# Hi from Hanoi, Vietnam (my 11th year here as an expat)



## u2jewel (Aug 17, 2017)

Lurked and absorbed a lot of info from some very well written reviews and advices..

My time to pull the trigger on the machine/grinder set up is coming close, so I thought I should sign up ?

Any other Vietnamese /expat members in Hanoi?

Currently trying to (in vain) find a palatable local espresso roast, without having to rely on expensive and often not so fresh Imports...

I might have to buy some greens (maybe Catimor from central Vietnam) and try roasting them myself!

Cheers,


----------



## Glenn (Jun 14, 2008)

Welcome to Coffee Forums UK

Vietnam is on my list of places yet to visit

I've only had a few Phin filters and some pretty terrible beans, with exception to a well prepared coffee from a Vietnamese barista champion a few years ago

I'd love to hear more about the coffee culture


----------



## u2jewel (Aug 17, 2017)

Thanks for the welcome ☺

If you do decide to visit North Vietnam, avoid the rainy season!
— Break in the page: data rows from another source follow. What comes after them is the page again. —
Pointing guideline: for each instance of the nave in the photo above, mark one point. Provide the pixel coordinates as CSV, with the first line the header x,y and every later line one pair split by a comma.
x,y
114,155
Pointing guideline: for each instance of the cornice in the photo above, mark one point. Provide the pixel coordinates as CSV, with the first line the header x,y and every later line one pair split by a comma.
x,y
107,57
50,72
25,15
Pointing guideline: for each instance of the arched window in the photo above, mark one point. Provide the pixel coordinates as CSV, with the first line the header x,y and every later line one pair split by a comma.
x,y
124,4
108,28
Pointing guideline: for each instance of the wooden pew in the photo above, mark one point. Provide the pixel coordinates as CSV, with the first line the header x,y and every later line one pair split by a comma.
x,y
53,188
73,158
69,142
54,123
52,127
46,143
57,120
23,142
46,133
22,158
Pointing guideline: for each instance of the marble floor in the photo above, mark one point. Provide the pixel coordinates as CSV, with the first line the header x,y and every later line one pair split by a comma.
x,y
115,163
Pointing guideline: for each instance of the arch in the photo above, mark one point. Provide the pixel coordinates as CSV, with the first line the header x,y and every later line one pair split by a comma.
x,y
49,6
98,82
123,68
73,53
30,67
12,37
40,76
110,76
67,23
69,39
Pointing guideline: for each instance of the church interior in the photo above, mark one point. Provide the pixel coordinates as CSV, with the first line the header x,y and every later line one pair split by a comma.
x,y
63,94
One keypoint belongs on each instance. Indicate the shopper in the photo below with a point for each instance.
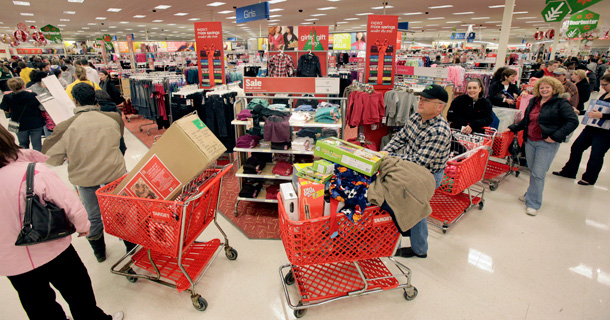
(584, 89)
(81, 77)
(424, 140)
(32, 269)
(505, 93)
(561, 74)
(471, 112)
(94, 159)
(596, 138)
(24, 109)
(548, 120)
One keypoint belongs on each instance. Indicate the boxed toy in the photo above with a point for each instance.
(350, 155)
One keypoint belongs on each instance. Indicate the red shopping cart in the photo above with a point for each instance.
(329, 266)
(455, 196)
(167, 231)
(502, 164)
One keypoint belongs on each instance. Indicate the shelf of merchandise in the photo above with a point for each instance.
(266, 173)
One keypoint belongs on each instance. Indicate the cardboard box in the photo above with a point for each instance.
(184, 151)
(350, 155)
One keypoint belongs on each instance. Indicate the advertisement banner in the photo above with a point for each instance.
(210, 54)
(380, 51)
(313, 38)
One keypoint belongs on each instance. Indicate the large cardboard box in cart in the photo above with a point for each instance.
(184, 151)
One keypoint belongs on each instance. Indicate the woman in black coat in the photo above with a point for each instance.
(471, 112)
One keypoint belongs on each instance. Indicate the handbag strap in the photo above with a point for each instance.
(29, 194)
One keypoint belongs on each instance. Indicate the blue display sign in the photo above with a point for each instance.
(253, 12)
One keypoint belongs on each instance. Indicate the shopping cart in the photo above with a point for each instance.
(461, 188)
(330, 265)
(167, 231)
(502, 162)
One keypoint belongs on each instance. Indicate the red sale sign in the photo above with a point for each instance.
(210, 53)
(381, 51)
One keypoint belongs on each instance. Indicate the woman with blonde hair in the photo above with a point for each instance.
(81, 76)
(548, 120)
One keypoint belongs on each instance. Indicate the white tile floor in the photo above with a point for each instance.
(497, 263)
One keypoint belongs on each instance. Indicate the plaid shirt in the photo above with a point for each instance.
(425, 143)
(280, 66)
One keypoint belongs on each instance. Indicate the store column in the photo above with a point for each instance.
(507, 20)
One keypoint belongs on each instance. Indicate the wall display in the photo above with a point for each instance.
(210, 54)
(381, 50)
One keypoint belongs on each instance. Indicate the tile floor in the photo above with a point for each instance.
(497, 263)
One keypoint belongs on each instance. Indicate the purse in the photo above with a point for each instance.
(41, 223)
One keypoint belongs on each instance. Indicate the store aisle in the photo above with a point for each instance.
(497, 263)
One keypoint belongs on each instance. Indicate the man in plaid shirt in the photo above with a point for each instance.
(425, 140)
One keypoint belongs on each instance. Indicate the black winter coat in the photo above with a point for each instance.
(464, 111)
(557, 119)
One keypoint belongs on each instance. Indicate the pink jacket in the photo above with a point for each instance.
(48, 186)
Wow, Vietnamese barista champ coffee.. Would love to try one day. He/she must have all the knowledge I am currently on the journey of attaining.

With locally grown arabicas so readily available, I'm gonna have to try and find a roasting profile suited for the beans here and foolishly believe that I can reinvent the wheel!

Is gonna be a fun project!


----------



## Nopapercup (Nov 6, 2016)

Welcome, Hanoi is a great city! We spent a month in Vietnam a few years back. So much coffee is grown there, someone must be doing good stuff.


----------



## u2jewel (Aug 17, 2017)

Nopapercup said:


> So much coffee is grown there, someone must be doing good stuff.


Still looking hard for that `someone`...


----------



## eddie57 (Mar 21, 2017)

Hi welcome to the forum


----------



## Tiny tamper (May 23, 2014)

Hey u2jewl they made the best ever top gear over there lol hope you get some great results with the roasting


----------